Sleep coalition seeks to keep sleep studies in check

YARMOUTH, Maine - When CMS approved home sleep studies in 2008, it may have opened the gates a little too wide, says a group of sleep providers.

"We are seeing a lot of patients getting these studies who aren't appropriate for it," said Jack Miladin, executive committee member of the Coalition for Effective Sleep Medicine and president of Mount Laurel, N.J.-based SleepCare. "We're in support of home studies if they are done properly."

The coalition, which formed last year and is comprised of about 20 members, wants to create strict protocols to establish which patients should be eligible for home testing and how they should be cared for based on an "integrated care model," said Miladin.

"If the patient isn't getting the continuum of care, compliance falls and the patient falls off the charts," he said. "In some cases, you have family doctors doing this who don't have the right background. We want to help them understand what they could be doing (to help patients)."

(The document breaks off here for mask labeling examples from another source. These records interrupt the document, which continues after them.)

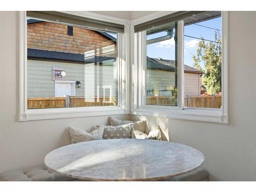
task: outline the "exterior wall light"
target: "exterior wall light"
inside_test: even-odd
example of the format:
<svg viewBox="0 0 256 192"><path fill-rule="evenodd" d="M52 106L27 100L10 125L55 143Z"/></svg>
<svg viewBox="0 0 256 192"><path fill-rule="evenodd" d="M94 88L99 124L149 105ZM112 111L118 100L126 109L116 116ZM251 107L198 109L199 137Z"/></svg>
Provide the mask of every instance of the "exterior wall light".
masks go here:
<svg viewBox="0 0 256 192"><path fill-rule="evenodd" d="M76 84L77 88L80 88L81 87L81 82L79 81L77 81Z"/></svg>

Additionally, existing CMS guidelines for home testing could be stronger, and they could be applied to private payers, as well, said Miladin.

CMS itself has suggested it would like to see some form of accreditation for sleep providers or outcome measures to support integrating services for sleep disorders, said Nancy Taylor, an attorney with Greenberg Traurig in Washington, D.C., who is working with the coalition.

"CMS is interested in understanding how to more effectively evaluate the reimbursement and growth of services," she said. "Healthcare reform has a focus on bundling services. How do we modify provider behavior to reward for value, not volume? The bundling of services is consistent with what Congress is asking CMS to start focusing on."